As of that day, the number of workers who had reached an agreement with their employers to be placed on unpaid leave programs totaled 17,009, up 144 from 16,865 recorded a week ago, according to data compiled by the MOL.
Meanwhile, the number of employers on unpaid leave programs increased by 53 to 893 during the one-week period, the data indicated.
Most of the increases during the past week came in the retail/wholesale, logistics/warehousing, lodging and food/beverage industries, as well as the service sector, including education consulting firms offering study abroad options globally, according to the data.
Taipei saw the largest growth in the number of employers implementing unpaid leave programs over the past week, rising to 251 from 226.
Huang Wei-chen, deputy director of the MOL's Department of Labor Standards and Equal Employment, attributed the largest growth in Taipei to the continuing border controls that have taken a toll on local industries.
Noting that the growth in the number of companies implementing unpaid leave programs had significantly outpaced the growth in the number of furloughed workers over the past week, Huang said this was because fewer large and medium-sized enterprises implemented the programs, while more small and micro-sized businesses put their employees on unpaid leave.
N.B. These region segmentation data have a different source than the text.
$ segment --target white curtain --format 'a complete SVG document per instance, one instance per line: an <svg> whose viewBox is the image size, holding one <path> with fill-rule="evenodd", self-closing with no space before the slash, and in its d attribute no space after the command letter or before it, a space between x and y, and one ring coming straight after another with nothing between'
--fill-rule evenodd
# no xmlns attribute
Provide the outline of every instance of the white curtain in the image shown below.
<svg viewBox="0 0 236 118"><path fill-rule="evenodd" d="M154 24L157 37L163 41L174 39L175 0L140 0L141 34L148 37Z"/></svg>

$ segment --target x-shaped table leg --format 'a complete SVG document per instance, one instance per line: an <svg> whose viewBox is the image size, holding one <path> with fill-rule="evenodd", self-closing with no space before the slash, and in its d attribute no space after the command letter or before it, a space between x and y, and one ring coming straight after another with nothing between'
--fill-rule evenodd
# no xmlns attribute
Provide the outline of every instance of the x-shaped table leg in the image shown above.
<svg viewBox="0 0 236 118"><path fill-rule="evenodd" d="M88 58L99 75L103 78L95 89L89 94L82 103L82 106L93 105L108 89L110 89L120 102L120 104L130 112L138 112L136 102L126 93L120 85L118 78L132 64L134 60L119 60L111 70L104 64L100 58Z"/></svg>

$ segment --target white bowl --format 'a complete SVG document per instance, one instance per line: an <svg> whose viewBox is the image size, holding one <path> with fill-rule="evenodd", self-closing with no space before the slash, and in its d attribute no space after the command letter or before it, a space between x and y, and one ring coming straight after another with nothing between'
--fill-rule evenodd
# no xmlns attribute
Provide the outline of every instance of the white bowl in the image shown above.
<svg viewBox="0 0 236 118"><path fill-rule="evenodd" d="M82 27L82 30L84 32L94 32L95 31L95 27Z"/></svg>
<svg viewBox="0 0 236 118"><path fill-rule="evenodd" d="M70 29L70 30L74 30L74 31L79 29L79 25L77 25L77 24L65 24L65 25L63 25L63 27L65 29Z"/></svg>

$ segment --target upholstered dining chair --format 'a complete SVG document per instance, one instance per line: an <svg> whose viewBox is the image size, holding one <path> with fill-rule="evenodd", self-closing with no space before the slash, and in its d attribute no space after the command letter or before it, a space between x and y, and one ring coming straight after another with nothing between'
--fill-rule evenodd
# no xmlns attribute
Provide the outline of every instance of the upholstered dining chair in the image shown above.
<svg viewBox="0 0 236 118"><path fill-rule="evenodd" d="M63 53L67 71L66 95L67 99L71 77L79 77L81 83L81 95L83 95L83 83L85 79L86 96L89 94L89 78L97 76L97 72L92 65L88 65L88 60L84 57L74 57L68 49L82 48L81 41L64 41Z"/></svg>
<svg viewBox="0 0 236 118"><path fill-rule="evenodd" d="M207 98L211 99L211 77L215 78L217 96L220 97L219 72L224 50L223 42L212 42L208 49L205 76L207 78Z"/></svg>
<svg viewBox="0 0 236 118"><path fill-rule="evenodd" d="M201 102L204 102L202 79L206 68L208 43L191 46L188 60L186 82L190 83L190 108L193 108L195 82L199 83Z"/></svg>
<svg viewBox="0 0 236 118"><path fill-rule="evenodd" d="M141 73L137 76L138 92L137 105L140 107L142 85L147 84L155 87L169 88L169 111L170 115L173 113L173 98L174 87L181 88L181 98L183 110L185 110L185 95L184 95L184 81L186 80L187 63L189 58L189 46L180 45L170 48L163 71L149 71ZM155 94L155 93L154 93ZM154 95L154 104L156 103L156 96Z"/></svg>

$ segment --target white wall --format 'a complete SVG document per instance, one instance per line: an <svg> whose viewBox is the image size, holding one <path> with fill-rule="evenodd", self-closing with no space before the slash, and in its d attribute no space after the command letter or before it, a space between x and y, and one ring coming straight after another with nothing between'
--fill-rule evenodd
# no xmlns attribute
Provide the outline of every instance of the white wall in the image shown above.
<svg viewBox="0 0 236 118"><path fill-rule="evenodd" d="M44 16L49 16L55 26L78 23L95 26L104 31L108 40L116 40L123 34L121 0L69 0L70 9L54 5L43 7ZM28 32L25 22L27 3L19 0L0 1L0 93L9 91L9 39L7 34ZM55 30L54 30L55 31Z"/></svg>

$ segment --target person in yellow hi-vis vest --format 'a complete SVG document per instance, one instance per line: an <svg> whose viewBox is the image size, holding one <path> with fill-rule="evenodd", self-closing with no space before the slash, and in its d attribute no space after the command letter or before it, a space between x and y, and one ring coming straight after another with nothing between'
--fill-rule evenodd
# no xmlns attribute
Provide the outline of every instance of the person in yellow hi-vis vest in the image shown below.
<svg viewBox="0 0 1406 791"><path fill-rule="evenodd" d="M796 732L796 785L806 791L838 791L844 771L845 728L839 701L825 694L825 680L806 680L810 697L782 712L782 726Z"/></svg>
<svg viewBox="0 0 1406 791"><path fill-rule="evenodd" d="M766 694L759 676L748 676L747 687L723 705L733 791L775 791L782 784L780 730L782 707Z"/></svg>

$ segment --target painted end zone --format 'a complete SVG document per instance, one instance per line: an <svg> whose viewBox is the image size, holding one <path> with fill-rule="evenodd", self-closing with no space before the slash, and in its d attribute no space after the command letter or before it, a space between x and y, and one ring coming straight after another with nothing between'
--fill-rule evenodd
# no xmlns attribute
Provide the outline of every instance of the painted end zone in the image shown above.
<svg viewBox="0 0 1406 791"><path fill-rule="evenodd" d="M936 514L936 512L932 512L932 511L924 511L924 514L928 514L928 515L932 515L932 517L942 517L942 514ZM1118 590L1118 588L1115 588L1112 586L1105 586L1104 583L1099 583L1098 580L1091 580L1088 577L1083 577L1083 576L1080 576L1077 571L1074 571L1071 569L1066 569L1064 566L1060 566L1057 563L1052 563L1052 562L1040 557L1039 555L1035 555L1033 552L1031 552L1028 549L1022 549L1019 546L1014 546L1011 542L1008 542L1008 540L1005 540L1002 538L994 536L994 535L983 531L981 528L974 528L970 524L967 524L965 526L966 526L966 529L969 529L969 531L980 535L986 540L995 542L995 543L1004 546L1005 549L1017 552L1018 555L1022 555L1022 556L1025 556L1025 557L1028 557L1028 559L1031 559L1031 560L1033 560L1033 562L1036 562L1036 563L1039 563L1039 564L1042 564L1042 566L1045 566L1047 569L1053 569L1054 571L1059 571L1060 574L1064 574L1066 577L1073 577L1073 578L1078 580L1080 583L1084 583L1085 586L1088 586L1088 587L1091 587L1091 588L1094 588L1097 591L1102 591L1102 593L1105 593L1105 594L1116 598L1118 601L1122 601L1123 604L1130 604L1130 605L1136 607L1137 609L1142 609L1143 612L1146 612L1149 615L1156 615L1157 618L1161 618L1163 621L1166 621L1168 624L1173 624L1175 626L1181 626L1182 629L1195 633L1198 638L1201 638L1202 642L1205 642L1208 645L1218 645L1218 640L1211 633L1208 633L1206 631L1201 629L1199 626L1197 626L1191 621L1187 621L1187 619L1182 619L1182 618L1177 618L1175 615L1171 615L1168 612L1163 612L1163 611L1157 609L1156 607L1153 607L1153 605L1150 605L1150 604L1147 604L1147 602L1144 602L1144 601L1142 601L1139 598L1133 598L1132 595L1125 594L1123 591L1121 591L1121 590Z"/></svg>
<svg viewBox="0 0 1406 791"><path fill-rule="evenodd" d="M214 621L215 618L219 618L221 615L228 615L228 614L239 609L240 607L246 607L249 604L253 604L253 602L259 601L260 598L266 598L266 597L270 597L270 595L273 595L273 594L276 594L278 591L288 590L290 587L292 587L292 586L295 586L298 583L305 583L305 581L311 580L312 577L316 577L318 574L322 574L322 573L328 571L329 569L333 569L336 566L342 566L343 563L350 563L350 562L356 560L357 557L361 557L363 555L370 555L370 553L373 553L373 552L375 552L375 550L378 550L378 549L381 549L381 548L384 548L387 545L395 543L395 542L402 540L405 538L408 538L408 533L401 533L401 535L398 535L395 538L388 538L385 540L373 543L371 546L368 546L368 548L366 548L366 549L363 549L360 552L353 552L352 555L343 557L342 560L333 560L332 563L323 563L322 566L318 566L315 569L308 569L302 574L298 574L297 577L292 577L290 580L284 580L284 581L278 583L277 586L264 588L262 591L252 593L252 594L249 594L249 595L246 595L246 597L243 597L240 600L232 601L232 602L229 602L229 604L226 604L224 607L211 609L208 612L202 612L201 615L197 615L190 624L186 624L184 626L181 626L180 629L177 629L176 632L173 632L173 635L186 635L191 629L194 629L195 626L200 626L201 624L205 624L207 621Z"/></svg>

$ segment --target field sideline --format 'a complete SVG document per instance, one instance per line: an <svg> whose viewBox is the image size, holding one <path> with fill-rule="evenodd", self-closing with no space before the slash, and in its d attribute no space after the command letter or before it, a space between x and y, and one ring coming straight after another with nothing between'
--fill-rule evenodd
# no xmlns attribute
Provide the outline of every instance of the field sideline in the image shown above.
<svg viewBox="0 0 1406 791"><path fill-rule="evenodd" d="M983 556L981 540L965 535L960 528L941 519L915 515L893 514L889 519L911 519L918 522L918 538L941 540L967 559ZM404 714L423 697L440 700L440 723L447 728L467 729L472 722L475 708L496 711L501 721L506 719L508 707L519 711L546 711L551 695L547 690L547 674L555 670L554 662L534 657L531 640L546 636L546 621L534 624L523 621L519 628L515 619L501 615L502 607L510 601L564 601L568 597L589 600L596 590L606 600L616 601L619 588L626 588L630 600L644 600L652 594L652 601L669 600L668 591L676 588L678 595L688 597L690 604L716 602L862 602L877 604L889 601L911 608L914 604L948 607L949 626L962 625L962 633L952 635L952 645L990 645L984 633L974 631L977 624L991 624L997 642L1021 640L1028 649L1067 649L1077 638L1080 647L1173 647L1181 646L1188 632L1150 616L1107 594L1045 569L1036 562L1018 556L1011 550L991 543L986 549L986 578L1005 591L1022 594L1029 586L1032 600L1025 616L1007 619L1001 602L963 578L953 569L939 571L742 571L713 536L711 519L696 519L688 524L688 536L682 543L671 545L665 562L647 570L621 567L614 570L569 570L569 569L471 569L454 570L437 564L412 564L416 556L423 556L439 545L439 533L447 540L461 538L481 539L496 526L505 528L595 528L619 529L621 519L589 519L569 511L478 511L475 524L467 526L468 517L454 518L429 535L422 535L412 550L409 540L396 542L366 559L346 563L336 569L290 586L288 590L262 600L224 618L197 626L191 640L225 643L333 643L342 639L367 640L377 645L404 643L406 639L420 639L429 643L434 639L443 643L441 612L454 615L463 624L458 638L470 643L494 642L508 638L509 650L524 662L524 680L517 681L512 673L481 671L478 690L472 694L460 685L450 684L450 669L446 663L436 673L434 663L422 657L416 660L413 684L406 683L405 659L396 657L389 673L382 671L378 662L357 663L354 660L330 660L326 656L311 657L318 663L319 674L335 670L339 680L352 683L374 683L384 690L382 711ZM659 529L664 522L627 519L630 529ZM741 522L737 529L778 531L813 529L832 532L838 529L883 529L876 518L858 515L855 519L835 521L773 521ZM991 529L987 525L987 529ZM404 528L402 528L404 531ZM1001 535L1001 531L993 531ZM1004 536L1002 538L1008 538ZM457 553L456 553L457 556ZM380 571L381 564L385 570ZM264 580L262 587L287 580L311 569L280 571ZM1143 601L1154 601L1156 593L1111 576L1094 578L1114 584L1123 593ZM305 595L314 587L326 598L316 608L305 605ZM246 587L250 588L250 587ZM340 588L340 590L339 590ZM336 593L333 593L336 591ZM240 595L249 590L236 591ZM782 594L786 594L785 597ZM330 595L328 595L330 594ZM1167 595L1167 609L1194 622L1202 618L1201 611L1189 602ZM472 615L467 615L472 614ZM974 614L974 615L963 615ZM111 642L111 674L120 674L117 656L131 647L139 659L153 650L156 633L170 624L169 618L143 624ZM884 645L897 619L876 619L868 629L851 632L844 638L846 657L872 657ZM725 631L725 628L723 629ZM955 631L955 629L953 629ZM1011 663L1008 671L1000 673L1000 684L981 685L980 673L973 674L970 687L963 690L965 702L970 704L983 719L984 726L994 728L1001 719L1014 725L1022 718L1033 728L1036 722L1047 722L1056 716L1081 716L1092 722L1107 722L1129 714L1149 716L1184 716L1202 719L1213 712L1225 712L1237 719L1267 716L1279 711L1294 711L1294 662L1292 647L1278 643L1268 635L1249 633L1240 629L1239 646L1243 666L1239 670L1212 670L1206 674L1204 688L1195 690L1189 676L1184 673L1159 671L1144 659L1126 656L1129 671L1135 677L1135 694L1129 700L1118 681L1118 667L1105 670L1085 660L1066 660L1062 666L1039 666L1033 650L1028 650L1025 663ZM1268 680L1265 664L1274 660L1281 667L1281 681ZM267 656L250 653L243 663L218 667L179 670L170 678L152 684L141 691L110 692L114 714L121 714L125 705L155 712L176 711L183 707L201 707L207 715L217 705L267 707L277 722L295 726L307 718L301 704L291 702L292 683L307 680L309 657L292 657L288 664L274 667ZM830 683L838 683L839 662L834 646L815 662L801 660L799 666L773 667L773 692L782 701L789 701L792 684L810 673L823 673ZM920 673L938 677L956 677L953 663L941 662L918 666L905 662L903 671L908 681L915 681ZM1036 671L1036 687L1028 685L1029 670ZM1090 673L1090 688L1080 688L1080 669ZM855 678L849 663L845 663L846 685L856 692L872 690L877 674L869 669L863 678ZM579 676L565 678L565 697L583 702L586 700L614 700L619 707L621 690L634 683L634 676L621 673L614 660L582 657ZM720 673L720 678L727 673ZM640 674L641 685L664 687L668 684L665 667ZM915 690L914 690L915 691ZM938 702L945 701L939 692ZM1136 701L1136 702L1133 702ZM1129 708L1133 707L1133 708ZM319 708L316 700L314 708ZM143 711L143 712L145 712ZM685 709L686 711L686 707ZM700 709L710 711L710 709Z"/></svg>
The retail/wholesale industry recorded the highest number of employers on unpaid leave programs at 307, followed by the manufacturing sector with 270 and the support service industry at 80, according to ministry data.
The manufacturing sector recorded the largest number of furloughed workers, with 10,263 over the past week, ahead of the retail/wholesale industry with 2,882 and the logistics/warehousing sector with 1,388, the data showed.
Most of the enterprises implementing furlough programs are small firms with workforces of fewer than 50 people.
These unpaid leave programs typically last for fewer than three months and involve employees taking five to eight days of unpaid leave per month, according to the ministry.